Sea Perch In Your School

""Teacher reviews wiring with student

MIT doesn't bring the Sea Perch ROV to your school - you do.

Students, teachers, parents and sponsors who have learned about the Sea Perch ROV, can advocate to have Sea Perch become part of their science (or more specifically, robotics) curriculum.

"We like working within the 'Train the Trainer' approach; it allows us to expose Sea Perch to a wide range of teachers, who then bring the program to students from every geographic area, social base, and knowledge level. This plan also gives us the most in-depth feedback for the program, what works in some areas doesn't work as well in others. It has allowed us to make the program completely dynamic. Some teachers use building a Sea Perch to teach physics and electrical circuits, while others use built Sea Perches for biological surveying, ecology, and weather."

- Sarah Hammond, former marine educator, MIT Sea Grant College Program.

Share with us your own ideas

...for Sea Perch uses, designs, and improvements

Training Teachers to Teach STEM with Sea Perch ROV

Bringing Sea Perch to a school requires that at least one teacher be trained by MIT Sea Grant educational staff or another qualified trainer. We can work with you to set up trainings for individual schools, for school districts, or other groups defined by shared interest or geography. You may also be able to take advantage of trainings that are conducted by other organizations, like SeaPerch.org or The Portsmith Naval Shipyard in New Hampsire. Since we started Sea Perch programming, it has spread across the country!

Contact us to set up a training by emailing SeaGrant-Ed@mit.edu.

Bringing Sea Perch to Your School

Before you pitch the program to your administration, let us know your plans. We may be able to help you make the case that this is a tool that can revolutionize STEM teaching in your school. Review the materials summary below, as well as the curriculum, and also the schools and organizations participating in Sea Perch.

A Sea Perch Build Site Needs:
  • tools
  • work space
  • electricity
  • a pool or body of water
  • stations for wax and drilling

Teacher Traning Workbench Space / Electrical Requirements : To do a training, we'll need enough space for the teachers to work. Normally, two teachers can work together at a 6ft table space (or the equivalent). We will also need an electrical outlet at or near each table.

In addition to the workbench space, we also need space to set up a drilling station and a waxing station, with a power source near each. (That takes up about two 8ft tables.) The wax station table needs to be covered with either paper or plastic for protection/ease of cleanup from the wax. We also need water access either in the room or nearby. This is needed for the water bath for the wax station, as well as the soldering iron sponges and clean up. Lots of paper towels are always great, and we'll need to have a few garbage cans around.

Tools Per Site (summary)

Two teachers can share a set of tools

Ruler
Marker
PVC pipe cutter
Phillips screw driver
Flat head screw driver
Drill
Drill bits : 1/4" , 3/32"
Pliers
Vise
Electric hot pot
Soldering iron
Wire cutter
Wire stripper
Scissors
Multimeter
Safety glasses

For a complete parts list, visit Building a Sea Perch ROV

Testing the Vehicles : It's ideal to test in a big body of water, but we freuquently use something smaller and simpler for the basic function test during a training. A 50-gallon trash can (full of water) will work for this.

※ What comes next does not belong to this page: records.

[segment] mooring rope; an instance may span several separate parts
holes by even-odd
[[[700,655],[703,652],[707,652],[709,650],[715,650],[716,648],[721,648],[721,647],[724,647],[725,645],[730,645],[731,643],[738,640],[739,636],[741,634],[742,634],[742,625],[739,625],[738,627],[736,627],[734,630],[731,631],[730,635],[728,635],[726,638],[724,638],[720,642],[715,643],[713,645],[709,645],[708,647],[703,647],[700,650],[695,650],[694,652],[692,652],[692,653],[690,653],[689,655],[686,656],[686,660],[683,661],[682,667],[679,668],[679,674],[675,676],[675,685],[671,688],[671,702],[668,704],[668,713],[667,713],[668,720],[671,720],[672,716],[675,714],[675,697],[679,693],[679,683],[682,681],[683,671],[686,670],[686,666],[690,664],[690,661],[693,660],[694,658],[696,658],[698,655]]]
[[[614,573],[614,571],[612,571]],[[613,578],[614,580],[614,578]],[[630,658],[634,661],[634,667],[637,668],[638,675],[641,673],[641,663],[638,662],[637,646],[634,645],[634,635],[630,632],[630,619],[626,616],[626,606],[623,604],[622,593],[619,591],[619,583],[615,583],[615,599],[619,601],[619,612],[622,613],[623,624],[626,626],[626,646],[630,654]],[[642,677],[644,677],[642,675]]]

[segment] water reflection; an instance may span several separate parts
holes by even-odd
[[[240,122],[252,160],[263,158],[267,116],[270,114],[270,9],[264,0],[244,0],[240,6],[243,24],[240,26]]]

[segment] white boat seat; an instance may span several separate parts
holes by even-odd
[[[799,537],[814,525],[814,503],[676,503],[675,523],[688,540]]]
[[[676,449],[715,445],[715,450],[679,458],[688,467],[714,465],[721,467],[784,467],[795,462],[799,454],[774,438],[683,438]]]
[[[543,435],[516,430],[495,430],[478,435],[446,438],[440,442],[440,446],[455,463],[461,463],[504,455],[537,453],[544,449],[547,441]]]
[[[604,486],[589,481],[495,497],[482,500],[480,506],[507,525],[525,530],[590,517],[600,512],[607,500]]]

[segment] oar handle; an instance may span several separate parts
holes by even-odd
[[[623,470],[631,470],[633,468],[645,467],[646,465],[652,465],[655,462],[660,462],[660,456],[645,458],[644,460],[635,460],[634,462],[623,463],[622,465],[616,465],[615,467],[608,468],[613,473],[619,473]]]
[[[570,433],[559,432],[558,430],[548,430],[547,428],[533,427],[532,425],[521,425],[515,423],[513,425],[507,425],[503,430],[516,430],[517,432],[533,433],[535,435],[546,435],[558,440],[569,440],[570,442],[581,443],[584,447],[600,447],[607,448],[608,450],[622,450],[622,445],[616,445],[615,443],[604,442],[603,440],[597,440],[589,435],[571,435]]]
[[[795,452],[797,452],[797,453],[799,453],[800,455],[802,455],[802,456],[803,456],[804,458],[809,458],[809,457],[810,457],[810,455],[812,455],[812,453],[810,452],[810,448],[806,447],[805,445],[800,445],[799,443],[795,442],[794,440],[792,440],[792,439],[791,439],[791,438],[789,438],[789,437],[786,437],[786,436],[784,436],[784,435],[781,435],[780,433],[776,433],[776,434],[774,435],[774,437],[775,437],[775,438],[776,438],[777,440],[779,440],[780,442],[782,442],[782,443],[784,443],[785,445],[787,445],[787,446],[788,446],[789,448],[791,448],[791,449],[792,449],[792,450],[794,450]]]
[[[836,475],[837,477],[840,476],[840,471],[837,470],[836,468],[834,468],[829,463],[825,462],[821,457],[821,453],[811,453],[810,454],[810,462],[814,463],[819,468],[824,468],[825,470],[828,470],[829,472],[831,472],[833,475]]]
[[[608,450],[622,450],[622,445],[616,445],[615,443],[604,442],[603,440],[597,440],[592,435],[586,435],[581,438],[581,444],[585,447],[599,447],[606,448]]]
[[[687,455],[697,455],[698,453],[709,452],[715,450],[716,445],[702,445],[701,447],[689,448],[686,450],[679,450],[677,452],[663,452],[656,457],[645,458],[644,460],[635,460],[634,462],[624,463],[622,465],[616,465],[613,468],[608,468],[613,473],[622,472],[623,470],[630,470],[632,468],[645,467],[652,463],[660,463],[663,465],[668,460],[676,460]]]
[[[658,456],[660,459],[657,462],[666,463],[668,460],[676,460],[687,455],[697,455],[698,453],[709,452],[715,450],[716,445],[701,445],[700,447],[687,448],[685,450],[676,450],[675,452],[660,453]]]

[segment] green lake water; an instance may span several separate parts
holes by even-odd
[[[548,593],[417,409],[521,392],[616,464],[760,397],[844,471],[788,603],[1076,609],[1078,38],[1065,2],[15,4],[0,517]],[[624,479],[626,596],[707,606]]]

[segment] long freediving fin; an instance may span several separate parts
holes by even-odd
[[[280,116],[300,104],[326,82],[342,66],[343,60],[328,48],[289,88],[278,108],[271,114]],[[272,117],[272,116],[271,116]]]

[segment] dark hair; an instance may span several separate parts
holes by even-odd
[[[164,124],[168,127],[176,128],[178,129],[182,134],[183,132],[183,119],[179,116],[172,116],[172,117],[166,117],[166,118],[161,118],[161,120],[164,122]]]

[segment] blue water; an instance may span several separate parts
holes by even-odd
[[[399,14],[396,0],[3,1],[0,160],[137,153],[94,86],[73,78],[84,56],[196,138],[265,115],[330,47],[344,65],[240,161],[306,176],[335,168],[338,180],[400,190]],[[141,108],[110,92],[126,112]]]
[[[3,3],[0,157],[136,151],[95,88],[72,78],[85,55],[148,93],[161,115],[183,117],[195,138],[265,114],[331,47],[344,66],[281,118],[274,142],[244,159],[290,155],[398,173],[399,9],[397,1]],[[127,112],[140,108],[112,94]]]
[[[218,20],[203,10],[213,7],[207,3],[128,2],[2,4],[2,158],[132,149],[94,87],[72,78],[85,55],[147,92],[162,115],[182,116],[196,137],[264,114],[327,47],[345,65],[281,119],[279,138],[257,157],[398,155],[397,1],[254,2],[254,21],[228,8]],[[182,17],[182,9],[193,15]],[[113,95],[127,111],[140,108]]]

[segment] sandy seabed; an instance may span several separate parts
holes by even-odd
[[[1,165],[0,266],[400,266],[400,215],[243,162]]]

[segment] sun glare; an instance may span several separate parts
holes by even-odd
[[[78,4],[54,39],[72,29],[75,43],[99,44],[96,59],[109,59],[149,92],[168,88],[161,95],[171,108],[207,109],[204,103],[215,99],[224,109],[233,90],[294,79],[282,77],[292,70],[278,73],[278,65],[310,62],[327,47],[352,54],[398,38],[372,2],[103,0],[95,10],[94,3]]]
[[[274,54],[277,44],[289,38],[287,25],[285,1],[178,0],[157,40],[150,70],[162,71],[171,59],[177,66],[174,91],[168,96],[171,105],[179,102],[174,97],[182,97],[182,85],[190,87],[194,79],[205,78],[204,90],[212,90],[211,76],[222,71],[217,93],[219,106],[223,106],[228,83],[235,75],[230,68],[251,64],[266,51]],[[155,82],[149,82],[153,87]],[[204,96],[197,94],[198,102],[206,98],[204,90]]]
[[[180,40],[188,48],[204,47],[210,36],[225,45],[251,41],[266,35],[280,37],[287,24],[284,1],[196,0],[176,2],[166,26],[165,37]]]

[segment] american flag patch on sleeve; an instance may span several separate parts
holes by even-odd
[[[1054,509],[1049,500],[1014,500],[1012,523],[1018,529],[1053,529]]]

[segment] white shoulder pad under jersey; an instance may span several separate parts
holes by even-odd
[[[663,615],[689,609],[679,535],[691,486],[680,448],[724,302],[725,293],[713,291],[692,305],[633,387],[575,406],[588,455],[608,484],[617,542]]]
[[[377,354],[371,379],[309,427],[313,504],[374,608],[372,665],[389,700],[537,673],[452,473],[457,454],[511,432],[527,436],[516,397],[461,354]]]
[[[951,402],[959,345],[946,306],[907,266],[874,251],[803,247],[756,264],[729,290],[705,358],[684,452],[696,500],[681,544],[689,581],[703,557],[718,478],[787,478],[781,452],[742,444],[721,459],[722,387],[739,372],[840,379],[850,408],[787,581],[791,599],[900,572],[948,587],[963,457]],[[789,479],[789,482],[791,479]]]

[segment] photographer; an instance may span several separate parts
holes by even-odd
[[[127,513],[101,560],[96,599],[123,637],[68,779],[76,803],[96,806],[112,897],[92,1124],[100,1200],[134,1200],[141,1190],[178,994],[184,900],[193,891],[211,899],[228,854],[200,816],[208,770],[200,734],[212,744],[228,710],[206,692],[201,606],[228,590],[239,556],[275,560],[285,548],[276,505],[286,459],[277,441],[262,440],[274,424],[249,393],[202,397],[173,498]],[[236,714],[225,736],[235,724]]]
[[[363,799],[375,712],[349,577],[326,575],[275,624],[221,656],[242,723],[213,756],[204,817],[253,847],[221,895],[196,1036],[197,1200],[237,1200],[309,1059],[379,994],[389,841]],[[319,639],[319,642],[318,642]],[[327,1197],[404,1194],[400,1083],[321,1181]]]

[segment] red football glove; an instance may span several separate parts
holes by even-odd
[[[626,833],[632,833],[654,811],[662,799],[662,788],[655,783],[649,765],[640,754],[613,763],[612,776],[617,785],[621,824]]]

Once we have tested in the lab/classroom, we like to take the teachers to a large body of water for running their vehicles. A pool, pond, dock, etc. is great. Please let us know what our options are for each site.

The Future of Sea Perch

MIT Sea Grant's latest project is the Sea Perch Institute, a school-year-long underwater robotics program that inspires teams of local students to collaborate and build on the basic Sea Perch ROV to tackle complex underwater challenges.